Hippotherapy is an alternative form of therapy that utilizes equine equipment to help children with cerebral palsy develop better physical functioning, as well as assistance with emotional and neurological functioning.
Hippotherapy and Cerebral Palsy
A physician will more than likely recommend traditional forms of therapies to a child with cerebral palsy, such as physical and occupational therapy. These types of therapies help strengthen muscles, help with balance and flexibility, and help your child with everyday living tasks.
However, there are numerous alternatives therapies that have proven to also greatly assist children with cerebral palsy, including hippotherapy. Hippotherapy was introduced to the public during the 1960s overseas, but it gradually made its way to the United States after word got out regarding the massive benefits it produces.
Hippotherapy is now recognized as a form of therapy that helps with cognitive ability, neuromuscular problems, physical strength, and a heightened sense of well-being. Equine equipment is used in hippotherapy which channels a horse’s movements.
Hippotherapy is not the same as therapeutic horseback riding in which children learn to ride horses for numerous benefits. Instead a therapist uses the characteristics and movements of a horse to help with numerous issues that many children with cerebral palsy experience. The repetition, rhythm, gait, and tempo of a horse’s movements has been proven to help with:
- Visual cues
- Abnormal muscle tone
- Social skills
- Control of the body’s extremities
- Core strength in the trunk
When to Start Hippotherapy
Before started hippotherapy, you should speak with your child’s physician to ensure that his/her individual mental and physical challenges could benefit from this form of therapy. Furthermore, it’s important to get your physician’s approval that your child’s associated disorders will not increase from the physical challenges of hippotherapy.
If your child can benefit from hippotherapy, there is no set age in which you should start. Children of all ages, ranging from toddlers to teens, participate in hippotherapy. However, keep in mind that hippotherapy is generally not covered under insurance plans and you may need to pay out of pocket for the therapy sessions.
A Typical Hippotherapy Session
Prior to starting the first hippotherapy session, a therapist will assess your child’s physical, emotional, and cognitive strength.

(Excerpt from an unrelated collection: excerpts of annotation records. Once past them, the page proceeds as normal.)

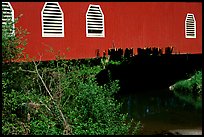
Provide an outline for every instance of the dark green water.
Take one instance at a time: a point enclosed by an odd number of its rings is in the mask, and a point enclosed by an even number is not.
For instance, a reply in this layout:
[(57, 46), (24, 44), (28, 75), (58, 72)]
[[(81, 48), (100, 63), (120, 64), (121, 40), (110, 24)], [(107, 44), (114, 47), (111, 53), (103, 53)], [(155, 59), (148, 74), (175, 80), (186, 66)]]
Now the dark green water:
[(141, 121), (141, 134), (152, 135), (174, 129), (202, 129), (202, 110), (196, 110), (168, 89), (135, 91), (121, 95), (123, 112)]

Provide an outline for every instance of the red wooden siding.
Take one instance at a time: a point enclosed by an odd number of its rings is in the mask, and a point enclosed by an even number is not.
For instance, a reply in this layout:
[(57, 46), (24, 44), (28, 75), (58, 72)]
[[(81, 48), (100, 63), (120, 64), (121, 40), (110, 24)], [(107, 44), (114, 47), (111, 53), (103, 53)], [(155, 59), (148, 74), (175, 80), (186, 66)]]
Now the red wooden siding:
[[(60, 50), (67, 59), (93, 58), (100, 51), (115, 47), (174, 46), (174, 52), (202, 52), (202, 3), (200, 2), (59, 2), (64, 13), (64, 37), (42, 38), (41, 10), (44, 2), (11, 2), (15, 17), (23, 14), (16, 26), (27, 28), (25, 53), (42, 60), (55, 59)], [(89, 4), (100, 5), (105, 20), (105, 37), (86, 37), (86, 12)], [(196, 20), (196, 38), (185, 38), (185, 18), (192, 13)], [(66, 49), (69, 48), (69, 51)]]

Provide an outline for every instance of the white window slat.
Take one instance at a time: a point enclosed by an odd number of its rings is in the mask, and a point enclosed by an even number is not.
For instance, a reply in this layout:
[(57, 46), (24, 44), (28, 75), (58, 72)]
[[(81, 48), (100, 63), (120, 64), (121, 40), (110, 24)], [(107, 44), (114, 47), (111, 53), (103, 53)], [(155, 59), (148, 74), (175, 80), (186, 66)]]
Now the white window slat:
[(64, 14), (58, 2), (45, 2), (41, 17), (42, 37), (64, 37)]
[(194, 14), (188, 13), (185, 19), (185, 37), (196, 38), (196, 20)]
[[(6, 24), (6, 21), (11, 20), (14, 22), (14, 10), (10, 2), (2, 2), (2, 24)], [(13, 28), (11, 34), (15, 35), (15, 25), (13, 23)]]
[(90, 4), (86, 12), (86, 36), (105, 37), (104, 15), (99, 5)]

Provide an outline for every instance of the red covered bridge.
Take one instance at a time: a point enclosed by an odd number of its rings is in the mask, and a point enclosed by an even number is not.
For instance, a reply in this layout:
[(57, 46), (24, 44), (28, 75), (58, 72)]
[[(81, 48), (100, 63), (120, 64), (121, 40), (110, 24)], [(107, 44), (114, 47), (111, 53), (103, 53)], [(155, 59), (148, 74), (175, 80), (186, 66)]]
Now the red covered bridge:
[(15, 26), (30, 32), (24, 52), (44, 61), (55, 59), (50, 49), (67, 59), (113, 47), (202, 52), (201, 2), (2, 2), (2, 8), (12, 18), (23, 14)]

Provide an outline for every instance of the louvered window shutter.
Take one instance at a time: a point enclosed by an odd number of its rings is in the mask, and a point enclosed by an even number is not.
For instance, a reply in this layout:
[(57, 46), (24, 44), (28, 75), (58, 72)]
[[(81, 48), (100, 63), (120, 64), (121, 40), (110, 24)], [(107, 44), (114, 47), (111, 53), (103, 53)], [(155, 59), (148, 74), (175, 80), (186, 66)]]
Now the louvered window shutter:
[(86, 36), (105, 37), (104, 15), (99, 5), (89, 5), (86, 12)]
[(9, 2), (2, 2), (2, 25), (5, 25), (7, 21), (13, 22), (11, 33), (14, 34), (14, 10)]
[(185, 20), (186, 38), (196, 38), (196, 21), (193, 14), (188, 13)]
[(41, 17), (42, 37), (64, 37), (64, 14), (58, 2), (45, 2)]

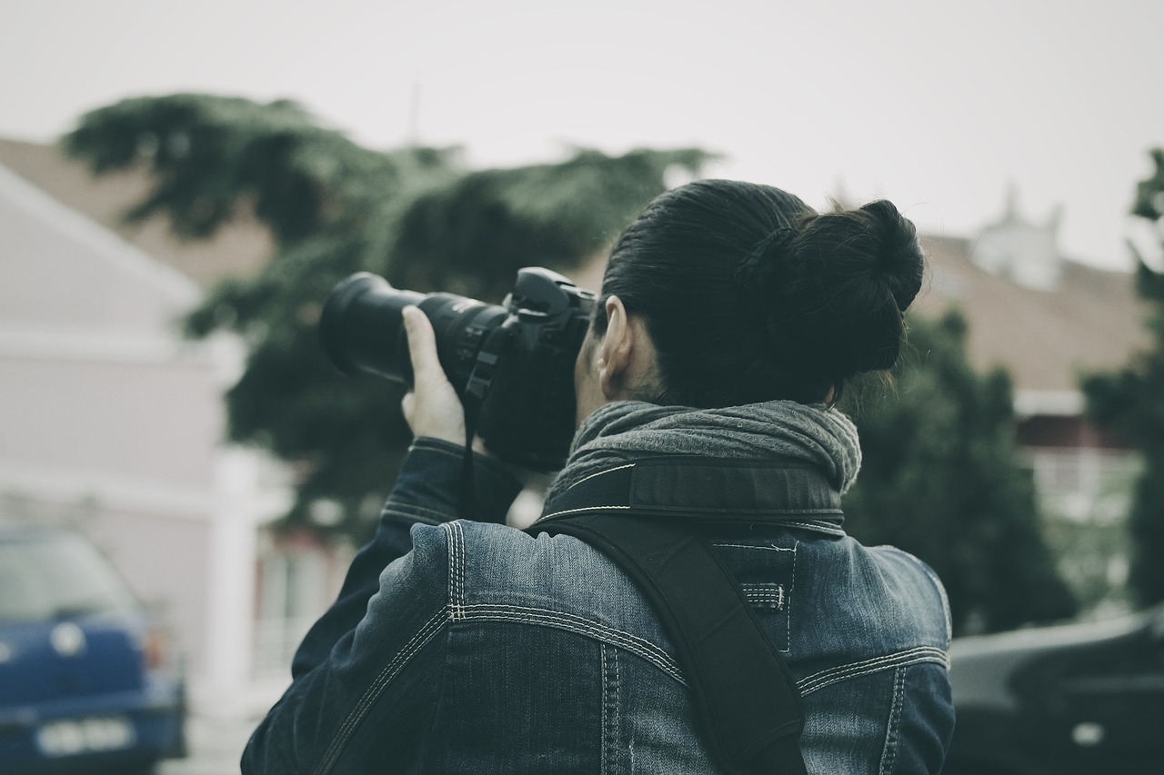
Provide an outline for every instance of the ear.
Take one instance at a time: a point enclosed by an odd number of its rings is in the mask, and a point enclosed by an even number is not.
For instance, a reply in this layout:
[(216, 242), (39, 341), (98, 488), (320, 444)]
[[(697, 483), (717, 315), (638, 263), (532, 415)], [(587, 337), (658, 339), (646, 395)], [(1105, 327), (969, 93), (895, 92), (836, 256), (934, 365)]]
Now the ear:
[(606, 333), (598, 357), (598, 385), (608, 400), (626, 394), (626, 376), (634, 353), (636, 327), (631, 325), (623, 300), (606, 297)]

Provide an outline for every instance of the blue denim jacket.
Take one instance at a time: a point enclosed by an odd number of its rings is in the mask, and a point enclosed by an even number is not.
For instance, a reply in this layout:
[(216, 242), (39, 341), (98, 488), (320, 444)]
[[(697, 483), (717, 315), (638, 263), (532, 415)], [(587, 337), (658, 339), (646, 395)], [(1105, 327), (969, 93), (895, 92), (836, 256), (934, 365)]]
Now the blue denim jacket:
[[(672, 646), (577, 539), (504, 526), (519, 485), (413, 445), (376, 535), (304, 639), (243, 773), (712, 773)], [(953, 728), (949, 611), (927, 566), (804, 522), (714, 540), (787, 657), (810, 773), (937, 773)]]

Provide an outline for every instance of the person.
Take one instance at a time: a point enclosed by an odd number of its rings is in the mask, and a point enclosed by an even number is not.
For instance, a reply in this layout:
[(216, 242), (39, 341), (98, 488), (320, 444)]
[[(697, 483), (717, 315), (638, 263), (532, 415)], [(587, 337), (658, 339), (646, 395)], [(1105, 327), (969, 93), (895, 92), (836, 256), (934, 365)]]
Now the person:
[[(941, 582), (847, 536), (836, 507), (860, 447), (835, 404), (894, 364), (922, 278), (887, 201), (817, 213), (731, 180), (663, 193), (610, 256), (546, 496), (552, 520), (596, 477), (661, 477), (650, 497), (709, 536), (786, 660), (810, 773), (937, 773), (953, 728)], [(519, 484), (487, 454), (477, 520), (456, 519), (460, 401), (425, 315), (405, 327), (414, 443), (243, 772), (717, 772), (672, 644), (618, 567), (505, 526)]]

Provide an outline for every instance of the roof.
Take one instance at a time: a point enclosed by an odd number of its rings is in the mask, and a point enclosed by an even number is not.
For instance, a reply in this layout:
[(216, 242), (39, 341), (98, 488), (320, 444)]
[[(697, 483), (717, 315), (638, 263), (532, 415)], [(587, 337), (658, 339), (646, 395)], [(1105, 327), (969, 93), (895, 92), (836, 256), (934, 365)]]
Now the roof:
[(959, 308), (971, 362), (1006, 367), (1020, 391), (1078, 390), (1080, 371), (1122, 365), (1149, 344), (1130, 272), (1065, 261), (1057, 286), (1036, 290), (973, 264), (971, 240), (923, 236), (922, 247), (929, 275), (914, 310), (935, 317)]
[(226, 277), (256, 271), (274, 249), (268, 232), (244, 216), (205, 241), (175, 237), (163, 216), (126, 225), (122, 215), (149, 191), (149, 178), (142, 171), (94, 178), (84, 163), (66, 158), (54, 145), (17, 140), (0, 140), (0, 165), (204, 289)]
[[(52, 145), (0, 140), (0, 165), (63, 204), (109, 227), (126, 241), (208, 287), (232, 276), (254, 272), (271, 254), (267, 230), (240, 219), (212, 240), (182, 241), (164, 218), (126, 226), (121, 215), (141, 200), (149, 180), (142, 171), (94, 178)], [(938, 315), (958, 307), (968, 323), (971, 361), (979, 368), (1006, 367), (1020, 392), (1076, 391), (1081, 369), (1109, 369), (1127, 362), (1149, 337), (1143, 307), (1129, 272), (1105, 271), (1066, 262), (1053, 290), (1035, 290), (993, 276), (970, 259), (971, 240), (922, 237), (929, 259), (927, 286), (914, 310)], [(601, 264), (577, 272), (583, 286), (601, 284)]]

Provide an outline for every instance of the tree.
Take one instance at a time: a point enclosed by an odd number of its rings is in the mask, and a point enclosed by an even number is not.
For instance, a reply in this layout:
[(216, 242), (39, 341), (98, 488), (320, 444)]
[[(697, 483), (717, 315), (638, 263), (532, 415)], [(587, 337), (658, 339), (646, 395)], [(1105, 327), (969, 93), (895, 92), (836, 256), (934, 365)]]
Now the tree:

This will help determine 1)If your child is ready for hippotherapy and 2) If any accommodations are needed for the child while sitting on the horse.
Afterwards, the therapist will explain to you and your child about the importance of safety, including how to properly mount and dismount the horse (with assistance), horse equipment, and what to expect when the horse moves.
Once safety training is completed, a therapist assists and monitors the child during mounting the horse and during the horse’s movements. In almost all instances, the therapist walks alongside the horse and child while helping modify the horse’s movements so that it’s safe for the child.
Each session will consist of similar activities as the child learns to respond to the horse’s natural gait and shifts. This not only build physical strength and endurance, but helps a child’s well-being and sense of self.
Farms with horses created as specialized training areas are typically where hippotherapy sessions take place. If you live in the city, it may be challenging to find a hippotherapy location closeby as most farms are located in rural areas. If you need help, the American Hippotherapy Association, Inc. (AHA) offers a free location service of available hippotherapy facilities across the nation.
Hippotherapy Therapists and Providers
Professionals who practice hippotherapy are typically physical therapists, speech therapists, or occupational therapists who’ve went through extensive hippotherapy training and have met the certification requirements.
AHA provides an educational program to help therapists who wish to work in hippotherapy learn the required knowledge of working with horses and with children with special needs. In general, therapists need to have at least three experience in their own field of study, as well as 100 hours of hippotherapy training. Training consists of learning:
- In-depth knowledge of horse movement
- How to handle emergencies
- Safety practices
- The physical characteristics of horses
- The association between human and horse movement
- How to choose the appropriate exercises by each child’s individual needs, and more.
Are There Any Risks to Hippotherapy Sessions?
If you’ve gotten approval from your child’s physician and the therapist has ruled out any conditions that would prohibit participation, there usually aren’t any risks involved in hippotherapy. As previously mentioned, a well-trained certified therapist will be with your child at all times to ensure safety.